- Russian: Человек с Пятой авеню
- Directed by: Tengiz Semyonov
- Written by: Genrikh Borovik Leonid Zamyatin
- Starring: Joe Mauri
- Distributed by: Central Studio of Documentary Films
- Release date: 1986;
- Running time: 90 minutes
- Country: Soviet Union
- Languages: Russian, English

= The Man from Fifth Avenue =

The Man from Fifth Avenue («Человек с Пятой авеню») is a 1986 Soviet documentary film about everyday life on Fifth Avenue of New York City.

The film opens with a protest in Washington, D.C., closing-up on homeless people in blankets, trying to sleep on the ground. It then moves to a New York street, with skyscrapers and yellow taxis. After about six minutes, a narrator introduces the main person, Joe Mauri. He was threatened with eviction from his flat on West 70th Street as his landlady wanted to use that space as a sewing room. Mauri lived in the flat for 12 years, paying $98 a month for a small, 54-square-foot room. After a brief tour of his apartment, he walks around outside, showing off Manhattan, including the Plaza Hotel. The film then shows New York exteriors intercut with conversational snippets from Mauri about social stratification, unemployment and corporate greed in New York City. The film ends with the notice before closing credits that on November 22, 1985 Joe Mauri was evicted from his flat near Fifth Avenue. The film uses the songs "Born in the U.S.A." by Bruce Springsteen, "Porpoise Mouth" by Country Joe and the Fish, etc.

==Production==
The story of Joe Mauri was picked up for the film by Soviet journalist Iona Andronov when in September 1985, on New York's Upper West Side he spotted two women handing out flyers about Mauri. Some American publications had already covered Mauri's then-pending eviction.

==Reception==
The film was broadcast on Soviet television in 1986 in primetime and was widely discussed by Moscow residents.

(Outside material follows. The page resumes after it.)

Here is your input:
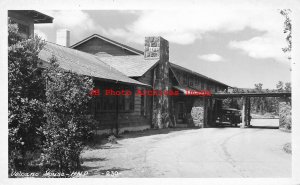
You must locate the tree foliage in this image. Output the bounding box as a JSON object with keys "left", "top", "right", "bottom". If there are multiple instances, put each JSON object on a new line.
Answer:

According to a contemporary review by The New York Times, the film "was consistent with the common Soviet portrait of America as a corrupt, immoral society torn by racial tensions and economic inequities and controlled by ruthless capitalists" while New York City is shown "as a modern Gomorrah, focusing on the misery of the homeless, the squalor of Times Square and the presence of prostitution, drug addiction, pornography and poverty".